Leandra Flury: Herabwürdigungen und Belehrungen
Flury geht mit dem Vorfall an die Öffentlichkeit. Sie will zeigen, dass diese Dinge Alltag sind, nicht nur für viele Spielerinnen, sondern Frauen ganz allgemein. Zu diesem Alltag gehört auch, was sie teilweise im Anschluss erlebt: Menschen, die ihr erklären, sie solle sich nicht so haben. Aber die Spielerin, die Soziale Arbeit studiert, erfährt daneben viel Zuspruch, die Schweizer Medien greifen das Thema auf und Flury wird vom Beobachter für den „Prix de Courage“ nominiert (den im November Chantal Britt für ihren Einsatz gegen Long Covid gewinnt).
Ob es an der Sensibilisierung durch Flurys Beispiel liegt, dass im Oktober im Schweizer Fernsehen im Format „Kehrseite“ ein ausführlicher Beitrag zu Imke Wübbenhorst deren Erfahrungen mit dem Thema aufgreift? Es sind jedenfalls 21 sehenswerte Minuten mit der deutschen Trainerin, die nach mehreren Stationen im Fußball der Männer in Deutschland aktuell die YB-Frauen in der Schweiz trainiert.

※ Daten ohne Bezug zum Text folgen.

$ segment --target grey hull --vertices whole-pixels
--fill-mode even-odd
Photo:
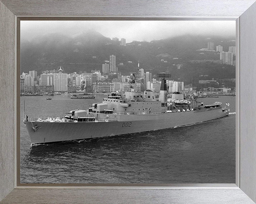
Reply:
[[[221,108],[207,111],[124,115],[118,121],[50,122],[25,121],[31,143],[89,139],[178,127],[228,115]],[[36,130],[35,130],[35,129]]]

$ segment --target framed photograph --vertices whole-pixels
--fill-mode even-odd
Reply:
[[[256,5],[237,1],[160,17],[0,1],[1,203],[254,203]]]

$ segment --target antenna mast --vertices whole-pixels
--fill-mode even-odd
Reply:
[[[24,100],[24,121],[25,121],[25,100]]]

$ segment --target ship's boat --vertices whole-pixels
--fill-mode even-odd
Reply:
[[[87,94],[75,94],[71,96],[70,98],[95,98],[95,97],[93,95]]]
[[[218,96],[214,96],[213,95],[210,95],[208,96],[208,98],[219,98]]]
[[[157,98],[151,90],[138,92],[136,80],[131,81],[131,91],[113,92],[86,110],[71,110],[56,119],[24,117],[31,143],[123,135],[191,125],[228,115],[229,109],[222,108],[220,102],[204,105],[193,97],[185,100],[179,92],[167,98],[164,79]]]

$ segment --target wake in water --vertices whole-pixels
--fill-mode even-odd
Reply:
[[[39,145],[49,145],[49,144],[43,144],[43,143],[40,144],[34,144],[34,143],[31,143],[30,144],[30,146],[31,147],[33,146],[39,146]]]

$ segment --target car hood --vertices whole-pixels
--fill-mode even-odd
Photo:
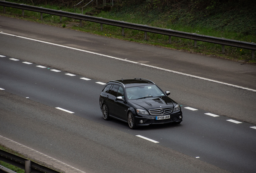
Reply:
[[[140,107],[147,110],[159,107],[173,107],[173,104],[177,104],[174,101],[166,96],[132,100],[129,101],[129,102],[138,108]]]

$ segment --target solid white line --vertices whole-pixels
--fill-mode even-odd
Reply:
[[[54,43],[50,43],[49,42],[45,42],[43,41],[41,41],[41,40],[36,40],[36,39],[32,39],[32,38],[30,38],[27,37],[23,37],[23,36],[15,36],[15,35],[12,35],[12,34],[7,34],[7,33],[4,33],[3,32],[0,32],[2,34],[6,34],[7,35],[12,35],[12,36],[16,36],[17,37],[19,37],[19,38],[24,38],[24,39],[27,39],[27,40],[33,40],[33,41],[37,41],[37,42],[42,42],[42,43],[46,43],[46,44],[51,44],[51,45],[55,45],[55,46],[60,46],[60,47],[64,47],[66,48],[70,48],[70,49],[73,49],[73,50],[78,50],[78,51],[82,51],[82,52],[86,52],[87,53],[91,53],[91,54],[96,54],[97,55],[99,55],[99,56],[105,56],[105,57],[107,57],[108,58],[114,58],[114,59],[117,59],[117,60],[122,60],[122,61],[126,61],[126,62],[131,62],[131,63],[134,63],[134,64],[138,64],[139,65],[143,65],[143,66],[147,66],[148,67],[151,67],[151,68],[157,68],[159,70],[165,70],[165,71],[168,71],[168,72],[173,72],[174,73],[177,73],[177,74],[182,74],[182,75],[185,75],[185,76],[190,76],[190,77],[194,77],[194,78],[199,78],[200,79],[202,79],[202,80],[207,80],[207,81],[211,81],[211,82],[215,82],[216,83],[219,83],[219,84],[225,84],[226,85],[228,85],[230,86],[233,86],[233,87],[236,87],[236,88],[239,88],[241,89],[245,89],[245,90],[248,90],[248,91],[253,91],[253,92],[256,92],[256,90],[254,90],[253,89],[249,89],[248,88],[246,88],[246,87],[244,87],[243,86],[239,86],[238,85],[234,85],[233,84],[229,84],[227,83],[225,83],[225,82],[220,82],[217,80],[213,80],[212,79],[208,79],[207,78],[203,78],[203,77],[199,77],[199,76],[194,76],[194,75],[192,75],[191,74],[187,74],[186,73],[182,73],[182,72],[177,72],[175,71],[173,71],[173,70],[168,70],[168,69],[166,69],[165,68],[160,68],[160,67],[156,67],[155,66],[151,66],[151,65],[148,65],[148,64],[142,64],[142,63],[140,63],[139,62],[136,62],[134,61],[130,61],[130,60],[127,60],[126,59],[122,59],[120,58],[116,58],[115,57],[114,57],[114,56],[109,56],[108,55],[104,55],[103,54],[99,54],[98,53],[96,53],[96,52],[91,52],[91,51],[87,51],[87,50],[82,50],[82,49],[78,49],[78,48],[72,48],[72,47],[69,47],[69,46],[63,46],[63,45],[62,45],[60,44],[54,44]]]
[[[106,84],[105,83],[100,82],[96,82],[95,83],[98,83],[99,84]]]
[[[46,67],[45,67],[45,66],[36,66],[38,67],[40,67],[40,68],[46,68]]]
[[[235,120],[231,120],[231,119],[227,120],[227,121],[230,121],[231,122],[234,123],[236,123],[236,124],[239,124],[239,123],[241,123],[240,122],[236,121]]]
[[[31,62],[22,62],[22,63],[24,63],[25,64],[32,64],[33,63],[31,63]]]
[[[215,114],[211,114],[211,113],[204,113],[204,114],[206,114],[206,115],[210,115],[210,116],[211,116],[212,117],[219,117],[219,115],[216,115]]]
[[[66,74],[66,75],[68,75],[68,76],[75,76],[75,75],[74,74],[71,74],[70,73],[66,73],[65,74]]]
[[[13,34],[7,34],[7,33],[6,33],[5,32],[3,32],[2,31],[1,31],[0,32],[0,34],[6,34],[6,35],[9,35],[9,36],[17,36],[16,35],[13,35]]]
[[[138,137],[139,137],[142,138],[142,139],[146,139],[146,140],[147,140],[148,141],[150,141],[153,142],[154,143],[159,143],[159,142],[157,142],[157,141],[154,141],[154,140],[153,140],[153,139],[150,139],[149,138],[148,138],[147,137],[144,137],[143,136],[140,136],[140,135],[136,135],[136,136]]]
[[[91,79],[90,79],[88,78],[80,78],[82,79],[85,80],[91,80]]]
[[[64,111],[65,112],[66,112],[68,113],[73,113],[73,112],[71,112],[70,111],[68,111],[68,110],[66,110],[66,109],[62,109],[62,108],[61,108],[59,107],[56,107],[55,108],[57,109],[58,109],[61,110],[62,111]]]
[[[197,110],[198,110],[198,109],[195,109],[192,108],[191,108],[190,107],[184,107],[184,108],[186,109],[189,109],[189,110],[190,110],[191,111],[197,111]]]
[[[61,71],[60,71],[60,70],[55,70],[55,69],[52,69],[52,70],[51,70],[52,71],[55,71],[55,72],[60,72]]]
[[[11,60],[15,60],[15,61],[16,61],[16,60],[19,60],[17,59],[15,59],[15,58],[9,58],[9,59],[10,59]]]
[[[200,79],[202,79],[202,80],[207,80],[207,81],[211,81],[211,82],[215,82],[216,83],[219,83],[219,84],[225,84],[226,85],[228,85],[229,86],[233,86],[234,87],[236,87],[236,88],[238,88],[239,89],[245,89],[245,90],[249,90],[251,91],[253,91],[253,92],[256,92],[256,90],[254,90],[253,89],[249,89],[248,88],[246,88],[246,87],[244,87],[243,86],[239,86],[238,85],[234,85],[233,84],[229,84],[227,83],[225,83],[225,82],[220,82],[220,81],[218,81],[217,80],[213,80],[212,79],[210,79],[209,78],[203,78],[202,77],[199,77],[199,76],[194,76],[193,75],[191,75],[191,74],[187,74],[186,73],[184,73],[182,72],[178,72],[175,71],[173,71],[173,70],[168,70],[168,69],[166,69],[165,68],[161,68],[160,67],[156,67],[155,66],[153,66],[150,65],[148,65],[148,64],[139,64],[140,65],[144,65],[145,66],[147,66],[148,67],[152,67],[152,68],[157,68],[159,70],[165,70],[165,71],[168,71],[169,72],[172,72],[174,73],[177,73],[177,74],[182,74],[182,75],[185,75],[185,76],[190,76],[190,77],[194,77],[195,78],[199,78]]]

Wübbenhorst spricht über strukturellen Sexismus, wie Aussagen, ihr Engagement sei ein Fehler gewesen, einfach, weil sie eine Frau ist.
Imke Wübbenhorst: Struktureller Sexismus
Daneben erzählt sie von übergriffigen Erlebnissen, wie Fans, die vorgeben, auf sie zu ejakulieren. Wübbenhorst, die gerade erstmals Mutter geworden ist, betont in dem Gespräch – wie schon in der Vergangenheit –, sie komme mit dem Erlebten klar. Gleichzeitig sagt sie, ihren Wechsel in den Fußball der Frauen genieße sie auch deshalb, weil sie neben dem Platz nicht mehr auf diese Art kämpfen müsse. Sie habe solche Bemerkungen irgendwann nicht mehr weglächeln können. Die emotionale Belastung äußerte sich an einem Zeitpunkt sogar körperlich. Die Eltern – Mutter Kerstin ist im zweiten Teil des Gesprächs dabei – sind seinerzeit voller Sorge um die Tochter.
Wübbenhorst ist Pionierin wider Willen, auch das betont sie immer wieder. Ihre Rolle als Vorbild hat sie erst mit der Zeit angenommen, dass sie es getan hat, ist eine gute Nachricht für andere Frauen im Fußball. Denn sie eint der Wunsch, einfach ihren Job machen zu können, ohne dabei ständig Hindernisse in den Weg geschmissen zu bekommen, während Verantwortliche im Fußball gemeinsam mit den Thekengünthers dieser Welt das Märchen weiterspinnen, Gleichberechtigung sei Realität und Qualität setze sich durch.
Beide, Flury und Wübbenhorst, sind nicht nur in ihren Jobs, sondern zudem mit ihrer Offenheit und ihrem Mut Vorbilder. Dass es diesen Mut überhaupt braucht, ist ein gesamtgesellschaftliches Problem.